Ler determinados trechos de Os condenados é se deparar com o que há de melhor na literatura brasileira. O mesmo pode-se dizer de Pau Brasil e de suas memórias. São três títulos de um autor que não precisava amadurecer. O amadurecimento é uma idéia demasiado moderna, assim como cobrar coerência de um artista que faz da incoerência, ou melhor dizendo, da surpresa, seu aliado. O modelo de literatura para Oswald de Andrade era ele próprio. Era um escritor lúcido que agia — em casos extremos — sob a influência apenas de seus instintos. Seu ideal era viver, não importando muito as conseqüências disso. E viver para ele era a única liberdade que tinha. Suas memórias indicam que defendia, a todo custo, a liberdade de experimentar, fossem novos romances, fossem brigas pessoais, fossem autores com os quais simpatizasse, fossem seus planos de viagem. Viveu sua própria belle époque. Viveu bem. Viveu intensamente porque vivia com as tripas.

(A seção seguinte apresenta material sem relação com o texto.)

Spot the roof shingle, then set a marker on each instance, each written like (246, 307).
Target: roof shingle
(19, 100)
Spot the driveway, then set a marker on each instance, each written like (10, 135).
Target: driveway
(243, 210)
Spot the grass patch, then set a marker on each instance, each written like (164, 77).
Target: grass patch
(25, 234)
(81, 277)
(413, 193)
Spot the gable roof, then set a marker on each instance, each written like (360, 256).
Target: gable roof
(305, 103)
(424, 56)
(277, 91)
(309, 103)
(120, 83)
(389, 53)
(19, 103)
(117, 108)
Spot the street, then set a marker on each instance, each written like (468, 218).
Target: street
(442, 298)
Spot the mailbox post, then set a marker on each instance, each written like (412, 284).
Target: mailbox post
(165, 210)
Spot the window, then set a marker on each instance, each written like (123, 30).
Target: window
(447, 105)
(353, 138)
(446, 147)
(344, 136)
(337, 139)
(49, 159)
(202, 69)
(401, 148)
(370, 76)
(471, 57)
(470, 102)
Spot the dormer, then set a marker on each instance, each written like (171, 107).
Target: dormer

A visão que ele tem de si mesmo, em Um homem sem profissão, demonstra que Oswald se aproxima mais do caos, como já foi lembrado, do que da ordem. E o caos tem um aspecto de fertilidade, diferentemente da ordem. Com seu trabalho, Oswald quebrou algumas regras preestabelecidas na literatura nacional, sobretudo de origem parnasiana, apostando na brasilidade de Pau Brasil: “Vi a saída da lua/ Tive um gosto singulá/ Em frente da casa tua/ São vortas que o mundo dá”. Toda vez que Oswald de Andrade se prostituiu com a Europa, voltou renovado. O fato de ter convivido com artistas europeus inspirou sua criação. Ele não se afastou de suas origens ao se expor em solo europeu, e, principalmente, nos diversos retornos ao Brasil. Pelo contrário: inspirado na nossa maior riqueza do tipo exportação, hoje já inexistente, que é o pau-brasil, fincou raízes. As várias partes temáticas em que se pode dividir Pau Brasil, de um Brasil que remonta à época do descobrimento a outro da belle époque, apresentam sempre um trabalho inspirado e inesperado. Tanto quanto em Os condenados. Este livro é um momento de brilhantismo da literatura brasileira.

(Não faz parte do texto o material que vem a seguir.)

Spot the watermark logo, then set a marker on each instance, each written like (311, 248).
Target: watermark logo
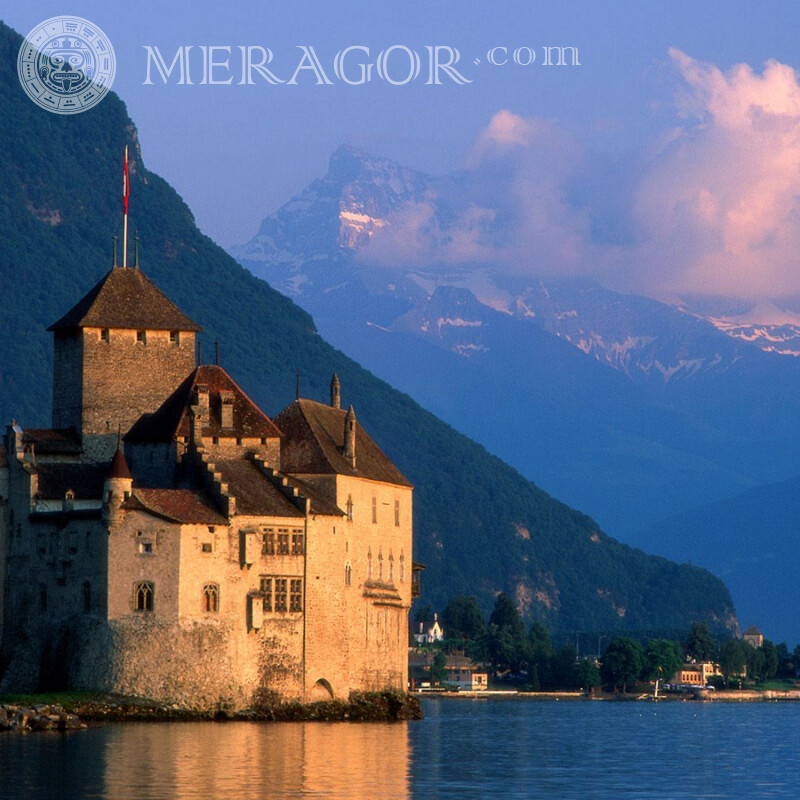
(66, 65)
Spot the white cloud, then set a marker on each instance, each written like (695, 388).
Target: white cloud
(718, 207)
(714, 207)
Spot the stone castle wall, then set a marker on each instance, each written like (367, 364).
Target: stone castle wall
(99, 385)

Oswald não temia ser autêntico. Mais de uma passagem pode ser destacada como um momento de única inspiração. Sua característica principal é escrever conforme a fluidez de seus pensamentos, como um jorro. No entanto, há quem sustente a idéia de que a elaboração literária de Oswald fosse dolorosa e difícil. É pouco provável que ele fosse perfeccionista até o absurdo de reescrever várias vezes um texto, mas devia, não parece haver dúvida, revisar para uma melhor adequação dos termos. Em Os condenados, existe a dúvida se a referência a uma determinada palavra — “canalha” —, usada diversas vezes para indicar situações diferentes, não teria sido uma redundância. No entanto, Oswald não parecia se incomodar com minúcias desse tipo. Se uma literatura autoral como a dele resultasse em um texto pobre, o que não é o caso, talvez redundâncias como as de “canalha” fossem gritantemente ruins. Porém, a riqueza vocabular, junto a uma sensibilidade aguda na descrição dos estados de alma das personagens, o que parece ser o seu principal trunfo, serve como espécie de disfarce para alguns supostos deslizes.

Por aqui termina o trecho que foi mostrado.